Ex Gratia Payment

A voluntary payment made by an insurer even though the policy may not legally require it.

An ex gratia payment is a voluntary payment made by an insurer even though the policy may not legally require it. In plain language, it is a goodwill payment made without admitting that the claim was actually covered.

Why insurers make ex gratia payments

Insurers do not use ex gratia payments for ordinary covered claims. They are more likely when:

  • the claim falls outside the contract but the circumstances are sympathetic
  • the wording is not strong for the claimant, but customer-relations pressure is high
  • a small payment may resolve a dispute more efficiently than extended conflict
  • a catastrophe or service failure creates a business reason for a goodwill response

Because the payment is discretionary, internal authority levels usually matter. A front-line adjuster may need management approval before offering it.

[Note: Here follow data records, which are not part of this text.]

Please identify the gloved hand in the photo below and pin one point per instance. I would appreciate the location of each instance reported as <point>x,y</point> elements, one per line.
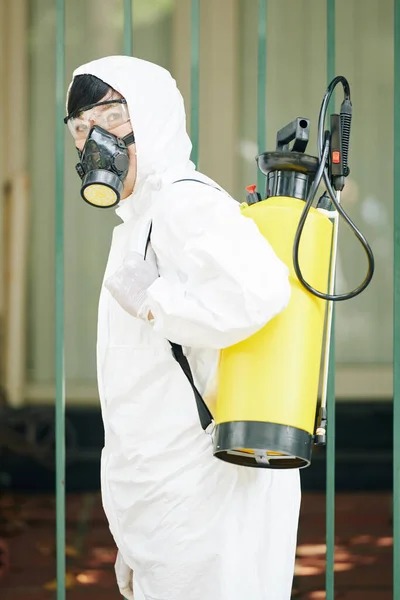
<point>124,575</point>
<point>130,282</point>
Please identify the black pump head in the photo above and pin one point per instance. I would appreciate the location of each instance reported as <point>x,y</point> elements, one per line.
<point>289,172</point>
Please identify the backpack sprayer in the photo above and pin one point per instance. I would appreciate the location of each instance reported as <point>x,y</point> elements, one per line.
<point>268,384</point>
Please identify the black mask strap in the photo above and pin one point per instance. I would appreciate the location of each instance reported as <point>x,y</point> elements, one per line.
<point>129,139</point>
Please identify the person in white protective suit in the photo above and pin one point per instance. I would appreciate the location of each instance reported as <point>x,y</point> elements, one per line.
<point>187,525</point>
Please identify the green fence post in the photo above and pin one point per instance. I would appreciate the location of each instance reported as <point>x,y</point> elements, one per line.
<point>396,309</point>
<point>128,28</point>
<point>59,299</point>
<point>194,78</point>
<point>261,87</point>
<point>331,412</point>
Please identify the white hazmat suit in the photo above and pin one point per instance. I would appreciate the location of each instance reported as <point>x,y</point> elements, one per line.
<point>190,526</point>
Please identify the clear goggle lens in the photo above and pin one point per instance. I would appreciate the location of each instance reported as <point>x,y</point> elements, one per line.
<point>108,116</point>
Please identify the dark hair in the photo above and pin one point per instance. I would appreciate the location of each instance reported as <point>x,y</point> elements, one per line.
<point>85,90</point>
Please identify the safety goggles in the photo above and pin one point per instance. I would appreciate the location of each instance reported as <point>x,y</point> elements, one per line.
<point>108,114</point>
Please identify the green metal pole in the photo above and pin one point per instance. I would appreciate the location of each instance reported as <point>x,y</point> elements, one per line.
<point>396,310</point>
<point>261,87</point>
<point>194,78</point>
<point>331,412</point>
<point>59,299</point>
<point>128,28</point>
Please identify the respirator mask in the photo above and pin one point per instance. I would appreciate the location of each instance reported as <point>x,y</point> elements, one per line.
<point>104,160</point>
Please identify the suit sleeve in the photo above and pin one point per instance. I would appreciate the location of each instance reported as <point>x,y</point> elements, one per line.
<point>228,282</point>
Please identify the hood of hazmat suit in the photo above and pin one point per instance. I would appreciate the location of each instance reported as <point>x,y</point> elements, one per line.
<point>189,525</point>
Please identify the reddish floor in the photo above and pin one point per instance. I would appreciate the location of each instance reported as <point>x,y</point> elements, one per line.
<point>363,569</point>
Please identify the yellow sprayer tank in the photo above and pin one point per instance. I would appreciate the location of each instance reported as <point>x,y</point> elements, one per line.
<point>268,383</point>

What the payment does not mean

An ex gratia payment does not usually mean:

  • the insurer agrees the loss was covered
  • the policy wording has changed
  • similar claims must be paid the same way in the future

That is why insurers often document the payment carefully and make clear that it is made without admitting liability under the policy.

Practical example

After a severe storm, a policyholder submits a small claim that falls just outside the policy’s strict coverage wording because notice was late. The insurer denies the claim on contract grounds but later offers a limited ex gratia payment because the delay was tied to a regional emergency and the customer has a long, favorable history.